CAIRO: The attack on a church in the southern city of Marinab, a few kilometers from Edfu, last week, remains shrouded in mystery as around 4000 protesters continue their sit-in in front of the governorate’s headquarters in Aswan.
While Aswan’s governor claimed that the attacked building is a service center, protesters maintain that it is a church, vowing to continue their sit-in until their demands are met.
Protesters are calling for the renovation of the church and the return of its priests, as well as Governor Mostafa Al-Sayed’s resignation.
"People are chanting against the governor because he didn’t take any clear position after what happened in Marinab. Some Nubians are also here to ask for his resignation, they accuse him of stealing their land," explained Andrew Azmi, a young protester from Aswan.
Al-Sayed appeared on television shortly after the church was partly burnt, claiming that the attacked building is not a church but a service center and accusing the town’s Christian community of building the church illegally.
"The governor is a liar. I am from a small city near Marinab and it is a well-known fact that the village has a church. We have copies of the church’s license," explained Hedra, another protester from Aswan.
"A Muslim cleric came to support us; he said he was going to Marinab and that people of Marinab themselves will rebuild the church. We told him that we don’t want it to happen this way because we want to apply the rule of law," Hedra said.
On the other hand, an official source from Aswan that preferred to remain anonymous told Daily News Egypt that "there are no churches in Marinab, only a service center which was used by the Christian community as a church.”
“But officially, there were never any churches," he said.
According to the source, earlier in August rumors circulated that Copts were building a church on a property next to the service center. The priest however denied such allegations, the source said, claiming he was only building a new service center since the other one was old.
A reconciliation session between the village’s Muslims and Copts was held later that month and both parties agreed to make some changes to the new building so it is not used as a church.

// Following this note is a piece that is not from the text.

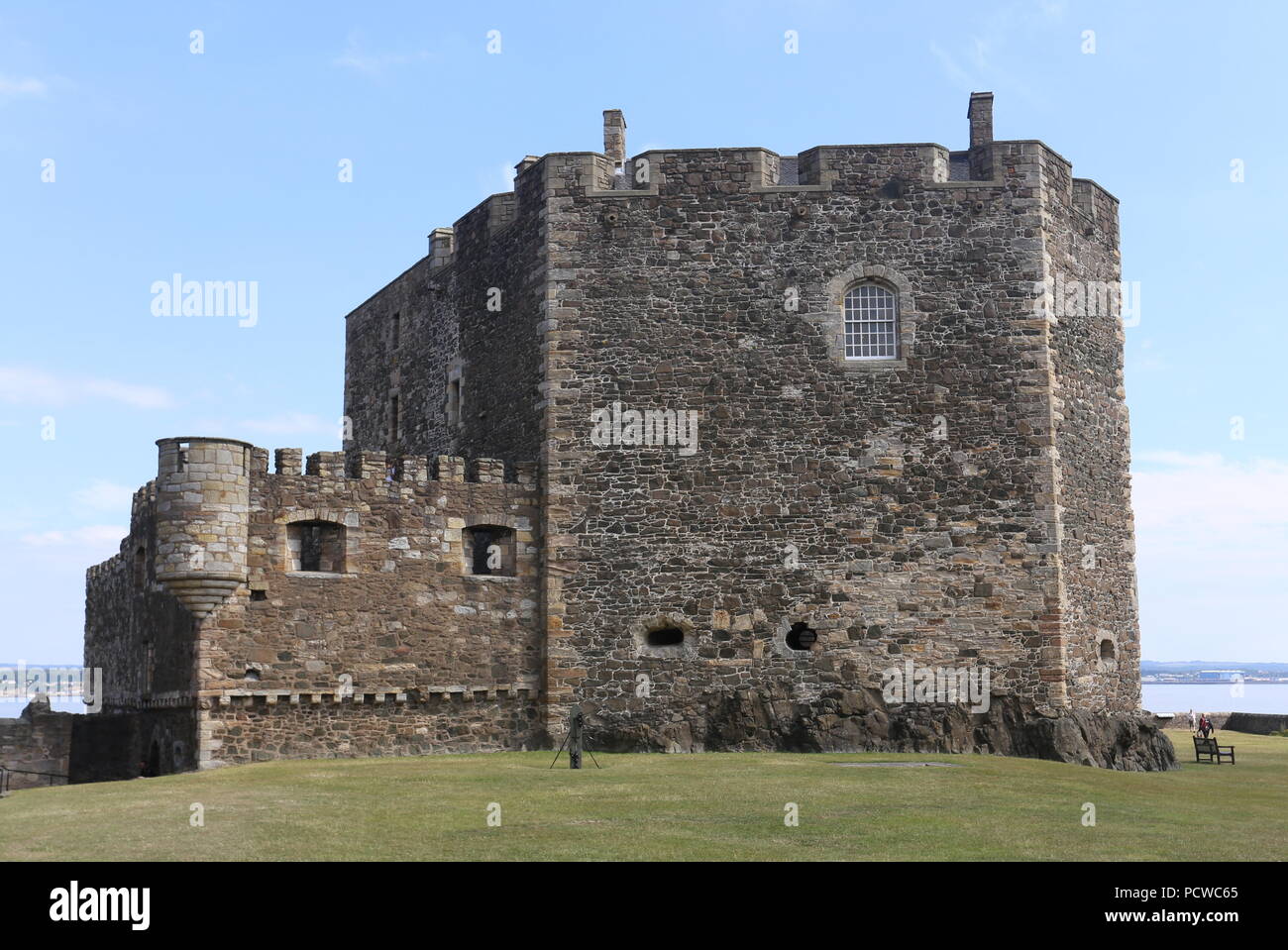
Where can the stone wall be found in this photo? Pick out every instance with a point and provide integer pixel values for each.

The source added that the agreed upon renovations were going too slowly, prompting a Muslim cleric from Marinab to urge Muslims to go “finish the job themselves.”
"Meanwhile, somebody managed to forge a license for renovation work originally issued for the church of Dar El-Malak, located in another village 35 km from Edfu, into a license for the Marinab church, which doesn’t even exist,” the source said, “We transferred the issue to the general prosecutor to find out who was behind this."

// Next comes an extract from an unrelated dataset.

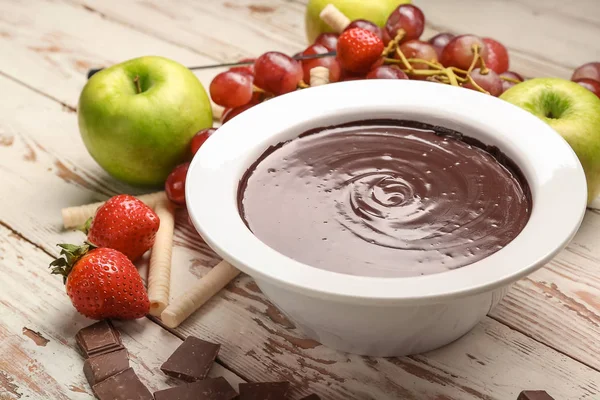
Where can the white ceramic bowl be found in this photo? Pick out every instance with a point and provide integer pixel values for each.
(387, 316)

However, a source close to the Coptic Church vehemently denied these claims. "This is a lie. The church of Marinab is 40 years old; we have all the licenses to prove it. Marinab is a small village, it isn’t Cairo. Everybody would have noticed it if the Christian community was trying to build a church illegally," he said.
However, priest Makarios Boulos, who has been officiating at the church for nine years, told DNE, “Two years ago we started the legal procedures to restore the church … Finally we got the licenses we needed in November 2010 and May 2011. At the beginning of Ramadan we were nearly done. Then problems started. We had to opt for the reconciliation session.”
Boulos said he does not understand where the sectarian tension came from. "We live in peace with our Muslim neighbors. They have been helping us with the construction work. I believe some of the village’s people who had moved to Cairo, returned and incited Marinab’s people to attack our church."
A protest staged by hundreds of Copts in front of the TV building Maspero in Cairo was dispersed, meanwhile sectarian clashes also erupted last Friday between Muslims and Christians in Marinab.